Rhys Ifans narrates the series in both English and Welsh, and Cerys Matthews sings the title song, also in both languages.  The series will be broadcast initially in Welsh on S4C and then rolled out internationally.

Calon had planned to animate the series in its studio in Cardiff Bay but had to quickly adapt when the pandemic started.  “Everyone has worked from home,” said Producer Robin Lyons, “except Rhys and Cerys who recorded in Covid-safe studios in London”.

“To revisit this song so many years apart was something else,” said Cerys Matthews. “I loved it then and I love it now though so much life has passed and changed from when I was first presented with this gem of a tune.”

“It was right in the middle of the earliest lockdown when I recorded this brand new version with its new words and arrangements.  I’ve got to say it was pure pleasure; it was a refreshing change of scene – to enter a studio to do something so familiar and enjoyable in the midst of something so unusual was great.

“We had to keep socially distant, of course, so we took it in turns to stand in the hot spot between the play back speakers to check the takes and some of the team members were with us remotely rather than in the studio itself.
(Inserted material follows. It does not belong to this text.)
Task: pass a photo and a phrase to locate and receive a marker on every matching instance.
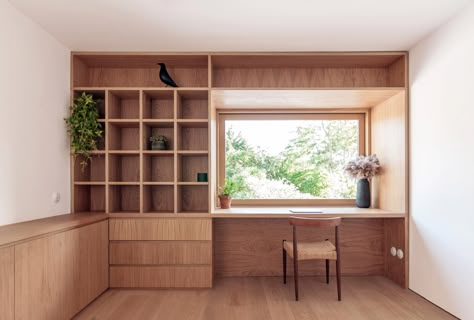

But all in all it was a very welcome reminder of what life will hopefully be like once we put this chapter behind us, fingers crossed.

Lyons admits that there were challenges. 

“We had to rely very much on the goodwill and the skills of our artists.  We weren’t able to support them in the way that we would if we were all in the studio together.  I’m very pleased with the result.  The style is simple but very charming and the storytelling is lovely.”

The series is thought to be the first in the UK to be made using Blender software.